Gabrielle Trépanier-Jobin is a Professor in Game Studies at the School of Media of Université du Québec à Montréal and the co-director of Homo Ludens research group on gaming practices and online communication. She holds a Ph.D. in Communication Studies from Université du Québec à Montréal (UQAM) and completed a postdoctoral fellowship at MIT Comparative Media Studies | Writting. She is currently conducting research on player immersion as well as on diversity and inclusion in the gaming industry.

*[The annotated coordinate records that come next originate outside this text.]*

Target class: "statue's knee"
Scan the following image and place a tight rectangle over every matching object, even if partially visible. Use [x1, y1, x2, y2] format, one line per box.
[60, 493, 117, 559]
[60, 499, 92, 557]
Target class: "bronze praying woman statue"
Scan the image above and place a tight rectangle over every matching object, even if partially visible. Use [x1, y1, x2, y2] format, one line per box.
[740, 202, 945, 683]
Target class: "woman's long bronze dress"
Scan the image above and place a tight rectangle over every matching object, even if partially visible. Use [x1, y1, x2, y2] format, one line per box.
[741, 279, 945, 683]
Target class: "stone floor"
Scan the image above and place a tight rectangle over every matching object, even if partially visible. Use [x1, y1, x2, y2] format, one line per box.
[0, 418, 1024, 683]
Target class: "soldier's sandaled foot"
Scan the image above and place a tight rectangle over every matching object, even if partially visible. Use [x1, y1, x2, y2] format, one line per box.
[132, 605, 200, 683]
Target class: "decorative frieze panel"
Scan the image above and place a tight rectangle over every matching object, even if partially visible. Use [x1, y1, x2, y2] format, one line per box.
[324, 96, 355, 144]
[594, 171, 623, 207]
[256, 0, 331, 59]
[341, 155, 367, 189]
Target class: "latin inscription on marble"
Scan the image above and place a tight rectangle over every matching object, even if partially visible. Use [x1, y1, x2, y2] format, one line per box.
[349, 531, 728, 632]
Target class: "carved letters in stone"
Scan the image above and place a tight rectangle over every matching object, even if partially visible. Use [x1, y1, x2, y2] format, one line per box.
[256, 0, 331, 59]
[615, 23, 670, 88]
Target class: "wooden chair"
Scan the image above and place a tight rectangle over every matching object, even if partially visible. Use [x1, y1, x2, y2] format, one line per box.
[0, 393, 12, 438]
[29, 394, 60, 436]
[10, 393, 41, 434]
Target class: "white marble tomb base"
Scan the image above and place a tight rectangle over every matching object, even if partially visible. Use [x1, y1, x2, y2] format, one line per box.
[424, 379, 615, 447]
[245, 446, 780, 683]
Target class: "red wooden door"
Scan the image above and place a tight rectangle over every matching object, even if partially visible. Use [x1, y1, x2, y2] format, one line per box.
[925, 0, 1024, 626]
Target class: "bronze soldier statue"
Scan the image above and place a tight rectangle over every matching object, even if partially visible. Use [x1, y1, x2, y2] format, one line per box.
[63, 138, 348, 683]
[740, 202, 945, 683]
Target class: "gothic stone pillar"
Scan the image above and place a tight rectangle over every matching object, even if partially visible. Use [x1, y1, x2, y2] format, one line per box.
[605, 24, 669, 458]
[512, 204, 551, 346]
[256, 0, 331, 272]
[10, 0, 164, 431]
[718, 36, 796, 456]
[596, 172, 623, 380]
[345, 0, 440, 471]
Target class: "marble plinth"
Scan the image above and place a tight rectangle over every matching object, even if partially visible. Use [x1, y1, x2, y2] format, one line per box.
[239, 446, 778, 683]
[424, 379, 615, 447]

The Survival of Huizinga’s “Magic Circle”
FROG 2021 – Talk
Many game scholars rejected the idea of a spatiotemporal division between games and daily life suggested by Huizinga’s (1938) “magic circle” metaphor. It has been argued, for instance, that this separation ignores how everyday rules, norms and values apply in game environments and compete with rules that are specific to a game, a player community or a gaming context; that relationships between players can be as genuine as face-to-face relationships; that the avatar and the player identities are intertwined, etc. (Lehdonvirta, 2010; Consalvo, 2010). For all these reasons, several game scholars suggested replacing the expression “magic circle” with more accurate metaphors. Lehdonvirta (2010) proposes Strauss’ concept of “social world.” Consalvo (2010), for her part, suggests Turner’s concept of “liminal space” and Goffman’s concepts of “frames” and “modes.” Apter (in Salen and Zimmerman, 2003) talks about a “protective [psychological] frame” and Juul (2008) proposes the puzzle metaphor. Despite all these criticisms and suggestions, the concept of “magic circle” has survived and remained widely discussed in game studies. It has kept inspiring game scolars such as Arsenault and Perron (2009) with their concept of “magic cycle.” In our talk, we will try to understand why an expression that was used only once by Huizinga in his seminal book Homo Ludens has left such a mark on people’s minds. To do so, we will turn to the French philosopher Henriot (1989) who perceives play as a subjective experience that involves a playful attitude characterized by three moments. The first moment implies a “magical transmutation” of the objects which take a new significance. The second moment involves “lucidity” as the player knows that it is a game and not a hallucination. The third moment entails an “illusion”; the player allows herself to be enchanted without losing contact with reality (Perron, 2013). This conception of the player’s attitude as similar to the attitude one adopts in front of a magician might help us to understand why the “magic circle” metaphor sticks around despite the outdated idea it initially conveyed.